B2は雑居房しかない。一部屋に4~5人程いて、部屋数が14部屋だったから、常時60人近く収監されている大きい舎房だ。
舎房の廊下を歩きながら、横目で雑居房の中を覗く。囚人達は将棋を指したり、本を読んでいるようだった。
驚きなのは格好だ。ほぼ全員が上半身裸。暑いからなのだろうが、留置所ではちょっと考えられない。
そのとき、前を歩く刑務官から「おい」と声がかかる。
「お前なによそ見しよるんや」
ドスの聞いたトーンの低い声。ドキリとする。
刑務官はずっと前を向いていて、俺の目線など見えるはずがないのに。背中に目がついているのか?
よそ見はダメらしい。俺は「すいません」と謝った。怒られるのだろうと思って心臓はバクバクしていた。
「お前こういうところ初めてか?」
そう聞く刑務官に「はい」と恐る恐る頷く。すると、刑務官は溜息をつきながら理由を教えてくれた。
拘置所や刑務所では、目が合っただけで難癖をつけてくる輩がいる。本当にどうでもいいことでトラブルが起きるらしいのだ。

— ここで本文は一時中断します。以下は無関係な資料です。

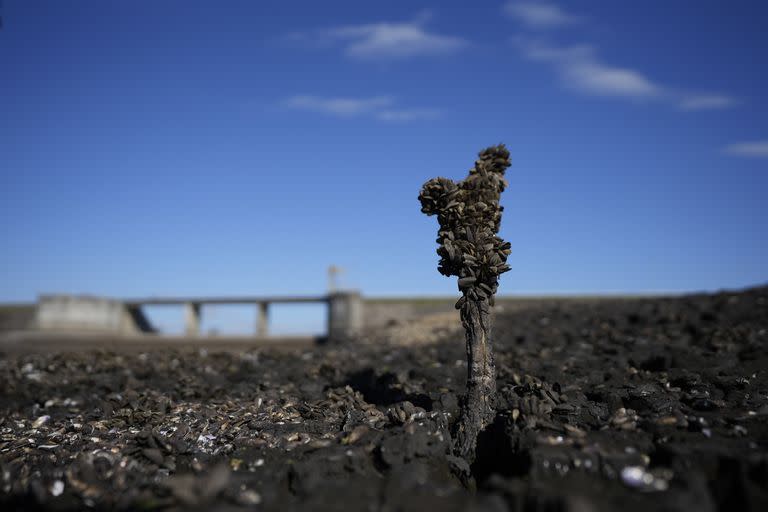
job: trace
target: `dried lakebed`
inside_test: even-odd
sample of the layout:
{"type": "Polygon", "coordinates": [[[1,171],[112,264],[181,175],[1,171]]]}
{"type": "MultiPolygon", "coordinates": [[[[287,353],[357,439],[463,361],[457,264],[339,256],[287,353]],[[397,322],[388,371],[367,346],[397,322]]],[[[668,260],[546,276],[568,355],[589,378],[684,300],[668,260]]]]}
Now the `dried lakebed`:
{"type": "Polygon", "coordinates": [[[466,360],[446,332],[2,355],[0,508],[768,509],[767,288],[498,313],[471,466],[450,454],[466,360]]]}

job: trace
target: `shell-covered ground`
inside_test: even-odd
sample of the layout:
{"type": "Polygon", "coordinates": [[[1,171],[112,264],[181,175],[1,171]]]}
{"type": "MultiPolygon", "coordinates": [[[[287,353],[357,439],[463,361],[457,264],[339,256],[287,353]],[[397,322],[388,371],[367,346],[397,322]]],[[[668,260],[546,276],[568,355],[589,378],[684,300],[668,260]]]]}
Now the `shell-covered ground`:
{"type": "Polygon", "coordinates": [[[0,355],[0,508],[768,510],[768,288],[554,301],[494,326],[499,412],[471,465],[451,455],[452,328],[0,355]]]}

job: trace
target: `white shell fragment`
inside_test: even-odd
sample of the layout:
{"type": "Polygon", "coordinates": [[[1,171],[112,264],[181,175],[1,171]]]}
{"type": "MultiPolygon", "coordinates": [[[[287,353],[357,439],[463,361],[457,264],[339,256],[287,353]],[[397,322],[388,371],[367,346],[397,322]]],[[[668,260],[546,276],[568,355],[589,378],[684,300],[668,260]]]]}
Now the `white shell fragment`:
{"type": "Polygon", "coordinates": [[[51,417],[47,414],[45,416],[40,416],[35,420],[34,423],[32,423],[32,428],[40,428],[46,423],[48,423],[51,420],[51,417]]]}
{"type": "Polygon", "coordinates": [[[669,482],[654,476],[641,466],[627,466],[621,470],[621,481],[624,485],[643,492],[666,491],[669,482]]]}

だから自分の身を守るためにも、不用意に雑居房の中を覗く行為はやめとけ、ということだった。
なるほど。外の世界では目が合って難癖をつけてくる輩はチンピラくらいだと思っていたが、ここにはそういう奴らがうようよいることを認識する。
刑務官は扉の上に9というプレートがはまった部屋まで俺を連れてくると、「よし、壁を向いとけ」と言った。

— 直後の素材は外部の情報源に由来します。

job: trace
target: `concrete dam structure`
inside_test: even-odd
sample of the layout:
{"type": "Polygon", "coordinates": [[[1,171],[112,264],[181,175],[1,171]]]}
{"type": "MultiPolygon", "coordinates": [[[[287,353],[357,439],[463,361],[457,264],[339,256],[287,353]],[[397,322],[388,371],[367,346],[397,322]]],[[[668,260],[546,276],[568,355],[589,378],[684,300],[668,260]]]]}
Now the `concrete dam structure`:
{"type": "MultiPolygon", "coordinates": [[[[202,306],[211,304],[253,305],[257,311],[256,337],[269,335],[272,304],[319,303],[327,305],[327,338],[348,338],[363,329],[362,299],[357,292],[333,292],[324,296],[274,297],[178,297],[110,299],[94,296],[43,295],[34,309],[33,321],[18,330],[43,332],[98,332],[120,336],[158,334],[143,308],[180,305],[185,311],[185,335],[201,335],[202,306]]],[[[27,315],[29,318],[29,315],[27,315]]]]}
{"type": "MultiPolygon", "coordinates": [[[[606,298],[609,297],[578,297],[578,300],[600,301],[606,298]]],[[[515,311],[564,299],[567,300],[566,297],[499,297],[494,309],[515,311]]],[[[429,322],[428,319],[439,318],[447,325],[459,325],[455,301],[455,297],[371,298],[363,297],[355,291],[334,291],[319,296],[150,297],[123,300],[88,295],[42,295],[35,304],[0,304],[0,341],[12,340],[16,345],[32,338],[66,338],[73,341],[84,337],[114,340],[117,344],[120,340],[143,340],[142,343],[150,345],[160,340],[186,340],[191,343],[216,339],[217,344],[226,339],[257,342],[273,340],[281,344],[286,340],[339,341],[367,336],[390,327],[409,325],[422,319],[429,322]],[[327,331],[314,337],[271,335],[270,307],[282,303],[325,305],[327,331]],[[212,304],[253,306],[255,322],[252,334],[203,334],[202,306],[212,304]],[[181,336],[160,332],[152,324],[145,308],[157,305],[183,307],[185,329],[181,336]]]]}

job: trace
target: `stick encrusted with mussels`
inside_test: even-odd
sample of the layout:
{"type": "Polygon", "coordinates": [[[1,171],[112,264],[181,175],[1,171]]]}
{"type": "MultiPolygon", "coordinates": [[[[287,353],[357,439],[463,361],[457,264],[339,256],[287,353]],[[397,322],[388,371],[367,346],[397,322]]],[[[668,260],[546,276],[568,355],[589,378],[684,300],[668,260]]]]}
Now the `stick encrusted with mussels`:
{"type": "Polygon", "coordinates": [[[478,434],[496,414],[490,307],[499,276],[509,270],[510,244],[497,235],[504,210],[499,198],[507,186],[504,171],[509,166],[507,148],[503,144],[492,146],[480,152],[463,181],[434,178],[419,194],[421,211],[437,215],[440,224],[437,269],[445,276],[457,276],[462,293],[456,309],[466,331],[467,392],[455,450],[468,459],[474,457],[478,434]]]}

この「壁を向く」というのは留置所や拘置所ではよくやるが、娑婆ではちょっと考えられないだろう。
俺たちは移動後に待機しているとき、指示を待つとき、刑務官が前を通るときなどあらゆる場面で壁を向くんだ。目的としては、囚人同士の対面を避ける、刑務官の顔を見ない、反抗しにくくするなど色々あるらしい。拘置所に入る可能性がある奴は覚えとくといい。
あと娑婆という言葉。
ほとんどの人が小説や漫画でしか見聞きしたことないだろうが、囚人はこの娑婆という言葉を結構使う。

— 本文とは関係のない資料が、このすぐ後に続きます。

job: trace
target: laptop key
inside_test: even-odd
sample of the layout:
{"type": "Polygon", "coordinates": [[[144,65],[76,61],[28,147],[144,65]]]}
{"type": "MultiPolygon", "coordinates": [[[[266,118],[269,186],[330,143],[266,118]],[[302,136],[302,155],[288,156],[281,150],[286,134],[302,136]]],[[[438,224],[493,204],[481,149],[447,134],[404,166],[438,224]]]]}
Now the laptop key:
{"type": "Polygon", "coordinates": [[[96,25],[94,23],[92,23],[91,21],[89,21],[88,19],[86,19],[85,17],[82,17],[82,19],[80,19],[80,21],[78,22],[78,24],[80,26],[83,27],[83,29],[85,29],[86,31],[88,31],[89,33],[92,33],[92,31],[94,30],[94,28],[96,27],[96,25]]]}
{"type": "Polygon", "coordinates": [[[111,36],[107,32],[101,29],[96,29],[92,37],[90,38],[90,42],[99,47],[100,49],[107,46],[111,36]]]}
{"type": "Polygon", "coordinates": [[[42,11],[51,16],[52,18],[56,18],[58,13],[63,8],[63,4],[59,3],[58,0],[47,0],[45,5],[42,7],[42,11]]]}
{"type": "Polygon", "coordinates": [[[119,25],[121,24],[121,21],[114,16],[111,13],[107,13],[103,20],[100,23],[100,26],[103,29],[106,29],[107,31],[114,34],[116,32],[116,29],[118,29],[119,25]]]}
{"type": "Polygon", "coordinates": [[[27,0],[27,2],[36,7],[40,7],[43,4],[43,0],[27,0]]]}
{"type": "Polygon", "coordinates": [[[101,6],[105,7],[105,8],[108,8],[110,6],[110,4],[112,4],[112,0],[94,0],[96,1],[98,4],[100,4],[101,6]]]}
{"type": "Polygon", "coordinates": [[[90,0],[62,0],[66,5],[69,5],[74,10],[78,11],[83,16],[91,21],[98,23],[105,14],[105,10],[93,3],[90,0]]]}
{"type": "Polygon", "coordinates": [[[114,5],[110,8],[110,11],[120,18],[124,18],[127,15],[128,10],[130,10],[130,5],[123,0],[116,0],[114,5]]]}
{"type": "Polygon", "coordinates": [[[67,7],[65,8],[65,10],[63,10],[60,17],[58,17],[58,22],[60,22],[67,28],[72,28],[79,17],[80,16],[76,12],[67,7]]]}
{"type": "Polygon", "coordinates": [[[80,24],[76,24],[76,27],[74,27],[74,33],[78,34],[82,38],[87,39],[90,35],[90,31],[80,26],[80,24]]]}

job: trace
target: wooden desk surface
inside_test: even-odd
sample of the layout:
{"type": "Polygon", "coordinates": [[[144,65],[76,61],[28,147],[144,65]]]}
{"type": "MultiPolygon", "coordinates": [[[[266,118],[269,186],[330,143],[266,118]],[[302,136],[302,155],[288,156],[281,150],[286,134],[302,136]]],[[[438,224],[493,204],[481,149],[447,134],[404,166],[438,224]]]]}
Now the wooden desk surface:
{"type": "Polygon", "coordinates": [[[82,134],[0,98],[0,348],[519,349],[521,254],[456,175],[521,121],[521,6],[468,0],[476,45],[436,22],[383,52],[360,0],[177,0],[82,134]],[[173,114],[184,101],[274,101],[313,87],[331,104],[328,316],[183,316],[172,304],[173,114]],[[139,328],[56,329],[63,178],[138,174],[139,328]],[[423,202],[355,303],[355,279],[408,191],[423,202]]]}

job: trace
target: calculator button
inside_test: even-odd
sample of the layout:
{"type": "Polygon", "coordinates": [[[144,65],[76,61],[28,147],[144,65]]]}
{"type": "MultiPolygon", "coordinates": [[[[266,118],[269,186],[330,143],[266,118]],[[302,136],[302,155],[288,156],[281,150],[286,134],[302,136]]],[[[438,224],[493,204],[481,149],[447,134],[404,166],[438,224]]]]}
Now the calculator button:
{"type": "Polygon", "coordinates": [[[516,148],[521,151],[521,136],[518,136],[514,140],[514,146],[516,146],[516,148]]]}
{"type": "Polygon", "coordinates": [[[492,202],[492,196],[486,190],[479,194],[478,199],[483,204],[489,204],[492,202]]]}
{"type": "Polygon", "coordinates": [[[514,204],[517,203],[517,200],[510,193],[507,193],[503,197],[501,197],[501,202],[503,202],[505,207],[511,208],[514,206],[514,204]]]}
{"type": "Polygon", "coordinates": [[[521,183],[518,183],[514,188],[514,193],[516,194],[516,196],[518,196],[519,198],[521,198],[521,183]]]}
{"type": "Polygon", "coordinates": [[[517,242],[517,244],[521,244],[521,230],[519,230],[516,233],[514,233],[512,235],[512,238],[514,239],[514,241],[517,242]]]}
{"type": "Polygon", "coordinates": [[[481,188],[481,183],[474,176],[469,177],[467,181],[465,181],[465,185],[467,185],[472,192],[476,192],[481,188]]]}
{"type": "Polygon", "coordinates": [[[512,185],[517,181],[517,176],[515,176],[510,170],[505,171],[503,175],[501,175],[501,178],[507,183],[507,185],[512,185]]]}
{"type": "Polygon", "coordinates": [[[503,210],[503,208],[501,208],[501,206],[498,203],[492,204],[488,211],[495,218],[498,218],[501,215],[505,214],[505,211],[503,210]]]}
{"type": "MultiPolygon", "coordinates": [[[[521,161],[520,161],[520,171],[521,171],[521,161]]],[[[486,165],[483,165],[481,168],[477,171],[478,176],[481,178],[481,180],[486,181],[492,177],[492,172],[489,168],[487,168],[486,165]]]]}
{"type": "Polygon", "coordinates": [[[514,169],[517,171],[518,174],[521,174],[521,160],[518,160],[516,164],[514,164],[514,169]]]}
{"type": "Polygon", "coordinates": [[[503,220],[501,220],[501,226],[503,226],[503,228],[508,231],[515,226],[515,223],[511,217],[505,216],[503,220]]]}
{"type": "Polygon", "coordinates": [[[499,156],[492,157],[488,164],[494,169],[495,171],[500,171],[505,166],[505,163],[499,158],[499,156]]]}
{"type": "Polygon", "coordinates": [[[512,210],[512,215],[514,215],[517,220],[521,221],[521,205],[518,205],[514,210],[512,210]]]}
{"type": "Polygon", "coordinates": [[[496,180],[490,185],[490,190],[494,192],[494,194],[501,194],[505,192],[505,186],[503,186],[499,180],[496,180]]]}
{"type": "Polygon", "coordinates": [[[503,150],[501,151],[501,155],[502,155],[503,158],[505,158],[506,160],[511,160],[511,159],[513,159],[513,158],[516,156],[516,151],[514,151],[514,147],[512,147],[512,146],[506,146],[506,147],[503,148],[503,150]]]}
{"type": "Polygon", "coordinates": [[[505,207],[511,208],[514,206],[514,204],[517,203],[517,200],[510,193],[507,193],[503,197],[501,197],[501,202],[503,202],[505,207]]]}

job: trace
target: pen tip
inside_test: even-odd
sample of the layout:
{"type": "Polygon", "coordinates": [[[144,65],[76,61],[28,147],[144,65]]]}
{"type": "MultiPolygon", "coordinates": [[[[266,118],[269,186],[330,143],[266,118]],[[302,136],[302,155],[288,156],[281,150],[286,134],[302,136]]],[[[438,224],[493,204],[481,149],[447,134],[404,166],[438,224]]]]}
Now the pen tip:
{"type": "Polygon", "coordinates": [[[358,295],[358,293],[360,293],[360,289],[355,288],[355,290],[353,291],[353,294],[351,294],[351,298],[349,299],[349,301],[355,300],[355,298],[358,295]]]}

「シャバに帰りてー」「シャバは良いよなぁ」「シャバでは・・・」というように。
最初は違和感しかなかったが、みんな使うもんだから俺もすぐに慣れて使うようになった。
俺は壁を向いたまま、拘置所生活における注意事項の説明を受けた。
お前の番号は390番だ。
用事があるときは報知器を下ろせ。
願い事があるときは願せんを出せ。
節度ある行動をしろ。
中に入ったら、先輩の言うことをきちんと守れ。
分からないことは、まず中の奴に聞け。
そんなところか。一通りの説明を終えると、刑務官は部屋の扉の鍵を開け、ガラガラと引いた。どうやら引き戸タイプらしい。
「よし!では、まわれーー右!!!」
刑務官の元気のよい声に驚きながらも、回れ右で振り向く。回れ右なんて小学校か中学校以来か?
挙動不審な動きで回ると、またもや刑務官が溜息をついた。
「違う違う。こう回るんだよ」と言いながら、刑務官が実演してみせる。口調は荒っぽいが、この刑務官はいい人だ。間違いない。
彼の言う通り、もう一回やると彼は無言で頷いた。